Skip to content

Lab 02: SageMaker Training Job

Domain: 2 - Model Development
Difficulty: Medium
Time: 45 minutes

Objective

Train a model using SageMaker built-in XGBoost algorithm.

Prerequisites

  • AWS CLI configured
  • Python with boto3 and sagemaker SDK
  • S3 bucket for data and output

Steps

Step 1: Prepare Data

import boto3
import sagemaker
import pandas as pd
from sklearn.model_selection import train_test_split

# Download sample data
!wget https://raw.githubusercontent.com/aws/amazon-sagemaker-examples/main/introduction_to_amazon_algorithms/xgboost_abalone/abalone.csv

# Load and prepare
df = pd.read_csv('abalone.csv', header=None)

# Split data
train_df, test_df = train_test_split(df, test_size=0.2, random_state=42)
train_df, val_df = train_test_split(train_df, test_size=0.2, random_state=42)

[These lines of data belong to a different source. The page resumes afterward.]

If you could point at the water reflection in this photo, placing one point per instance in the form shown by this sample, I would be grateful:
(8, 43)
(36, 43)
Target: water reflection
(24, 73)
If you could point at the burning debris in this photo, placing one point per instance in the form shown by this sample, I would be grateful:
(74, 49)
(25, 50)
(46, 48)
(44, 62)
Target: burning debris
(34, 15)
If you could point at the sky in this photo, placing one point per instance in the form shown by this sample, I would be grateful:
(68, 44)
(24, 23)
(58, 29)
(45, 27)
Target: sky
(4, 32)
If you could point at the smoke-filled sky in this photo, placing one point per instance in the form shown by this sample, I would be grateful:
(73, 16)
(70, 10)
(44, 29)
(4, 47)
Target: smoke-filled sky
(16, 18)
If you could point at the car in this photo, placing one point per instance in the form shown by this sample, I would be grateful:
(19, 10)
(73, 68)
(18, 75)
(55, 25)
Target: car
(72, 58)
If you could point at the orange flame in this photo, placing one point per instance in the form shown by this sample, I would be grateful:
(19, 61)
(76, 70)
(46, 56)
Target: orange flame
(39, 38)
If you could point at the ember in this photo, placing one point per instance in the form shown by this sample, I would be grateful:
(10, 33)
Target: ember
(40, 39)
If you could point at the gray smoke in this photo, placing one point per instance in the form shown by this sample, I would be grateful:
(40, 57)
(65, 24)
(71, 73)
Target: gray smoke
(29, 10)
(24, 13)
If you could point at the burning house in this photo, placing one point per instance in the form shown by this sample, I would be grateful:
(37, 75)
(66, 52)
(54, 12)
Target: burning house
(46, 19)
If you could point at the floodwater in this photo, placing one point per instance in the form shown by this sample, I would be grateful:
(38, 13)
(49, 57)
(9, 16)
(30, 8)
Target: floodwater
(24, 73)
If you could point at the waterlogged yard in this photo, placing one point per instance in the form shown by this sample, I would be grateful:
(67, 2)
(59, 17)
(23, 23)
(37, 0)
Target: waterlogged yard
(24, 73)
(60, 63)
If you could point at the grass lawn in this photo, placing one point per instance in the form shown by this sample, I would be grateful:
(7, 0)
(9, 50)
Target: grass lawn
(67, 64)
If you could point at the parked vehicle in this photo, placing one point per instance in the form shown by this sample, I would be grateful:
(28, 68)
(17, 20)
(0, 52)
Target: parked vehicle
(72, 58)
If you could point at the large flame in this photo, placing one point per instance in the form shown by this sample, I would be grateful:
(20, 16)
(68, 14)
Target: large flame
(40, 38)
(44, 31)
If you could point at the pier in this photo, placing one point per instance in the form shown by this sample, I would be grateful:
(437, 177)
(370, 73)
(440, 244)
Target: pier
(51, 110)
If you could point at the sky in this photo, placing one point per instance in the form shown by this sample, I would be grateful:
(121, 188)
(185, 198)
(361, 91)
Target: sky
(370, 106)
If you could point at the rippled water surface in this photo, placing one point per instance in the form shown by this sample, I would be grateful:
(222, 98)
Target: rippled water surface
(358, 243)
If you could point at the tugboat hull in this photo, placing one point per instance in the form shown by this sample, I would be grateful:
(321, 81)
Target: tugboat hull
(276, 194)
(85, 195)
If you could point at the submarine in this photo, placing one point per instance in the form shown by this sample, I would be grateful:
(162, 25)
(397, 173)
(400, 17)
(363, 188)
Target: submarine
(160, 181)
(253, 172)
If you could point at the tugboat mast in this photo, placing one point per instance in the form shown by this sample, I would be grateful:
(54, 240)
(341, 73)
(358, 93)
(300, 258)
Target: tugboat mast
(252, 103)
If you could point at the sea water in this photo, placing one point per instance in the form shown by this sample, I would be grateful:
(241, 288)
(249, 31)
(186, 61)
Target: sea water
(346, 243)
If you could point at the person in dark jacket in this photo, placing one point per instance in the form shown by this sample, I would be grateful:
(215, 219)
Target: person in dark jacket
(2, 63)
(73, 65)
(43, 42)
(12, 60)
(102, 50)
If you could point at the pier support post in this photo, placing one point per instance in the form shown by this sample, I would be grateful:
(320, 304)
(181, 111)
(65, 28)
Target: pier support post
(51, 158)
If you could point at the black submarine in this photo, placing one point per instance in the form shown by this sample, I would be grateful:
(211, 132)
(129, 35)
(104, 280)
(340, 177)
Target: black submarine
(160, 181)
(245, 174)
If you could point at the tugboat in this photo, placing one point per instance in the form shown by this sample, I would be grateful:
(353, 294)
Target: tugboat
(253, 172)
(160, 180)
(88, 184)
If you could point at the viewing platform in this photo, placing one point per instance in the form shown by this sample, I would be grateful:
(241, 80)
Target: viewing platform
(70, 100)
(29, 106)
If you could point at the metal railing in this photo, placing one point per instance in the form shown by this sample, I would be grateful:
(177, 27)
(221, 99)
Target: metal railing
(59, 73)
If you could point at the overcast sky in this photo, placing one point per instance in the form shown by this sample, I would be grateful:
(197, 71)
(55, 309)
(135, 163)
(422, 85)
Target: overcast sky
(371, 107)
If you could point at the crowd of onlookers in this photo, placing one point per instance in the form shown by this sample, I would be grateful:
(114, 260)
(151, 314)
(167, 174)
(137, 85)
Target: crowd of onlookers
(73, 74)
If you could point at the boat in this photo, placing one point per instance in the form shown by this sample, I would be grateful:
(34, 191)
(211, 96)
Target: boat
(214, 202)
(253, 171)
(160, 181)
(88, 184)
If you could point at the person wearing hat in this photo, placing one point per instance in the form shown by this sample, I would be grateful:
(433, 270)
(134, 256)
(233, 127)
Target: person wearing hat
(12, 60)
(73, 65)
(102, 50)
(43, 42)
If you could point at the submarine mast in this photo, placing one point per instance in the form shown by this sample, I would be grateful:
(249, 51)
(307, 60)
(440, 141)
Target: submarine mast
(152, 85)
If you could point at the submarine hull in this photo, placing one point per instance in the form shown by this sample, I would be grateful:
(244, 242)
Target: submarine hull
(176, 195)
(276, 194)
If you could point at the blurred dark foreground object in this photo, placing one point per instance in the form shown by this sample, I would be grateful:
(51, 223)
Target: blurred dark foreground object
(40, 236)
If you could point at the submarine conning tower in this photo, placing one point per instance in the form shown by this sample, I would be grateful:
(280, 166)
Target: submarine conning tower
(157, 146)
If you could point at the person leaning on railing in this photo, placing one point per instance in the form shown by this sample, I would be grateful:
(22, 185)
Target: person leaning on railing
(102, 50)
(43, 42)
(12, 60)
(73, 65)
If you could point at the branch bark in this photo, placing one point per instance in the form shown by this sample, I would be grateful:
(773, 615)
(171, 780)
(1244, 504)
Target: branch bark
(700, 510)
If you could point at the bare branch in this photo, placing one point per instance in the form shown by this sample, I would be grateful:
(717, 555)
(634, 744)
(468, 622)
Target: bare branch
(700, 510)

# Save to CSV (target column first for XGBoost)
train_df.to_csv('train.csv', index=False, header=False)
val_df.to_csv('validation.csv', index=False, header=False)
test_df.to_csv('test.csv', index=False, header=False)

Step 2: Upload to S3

sagemaker_session = sagemaker.Session()
bucket = sagemaker_session.default_bucket()
prefix = 'xgboost-abalone'

train_path = sagemaker_session.upload_data('train.csv', bucket=bucket, key_prefix=f'{prefix}/train')
val_path = sagemaker_session.upload_data('validation.csv', bucket=bucket, key_prefix=f'{prefix}/validation')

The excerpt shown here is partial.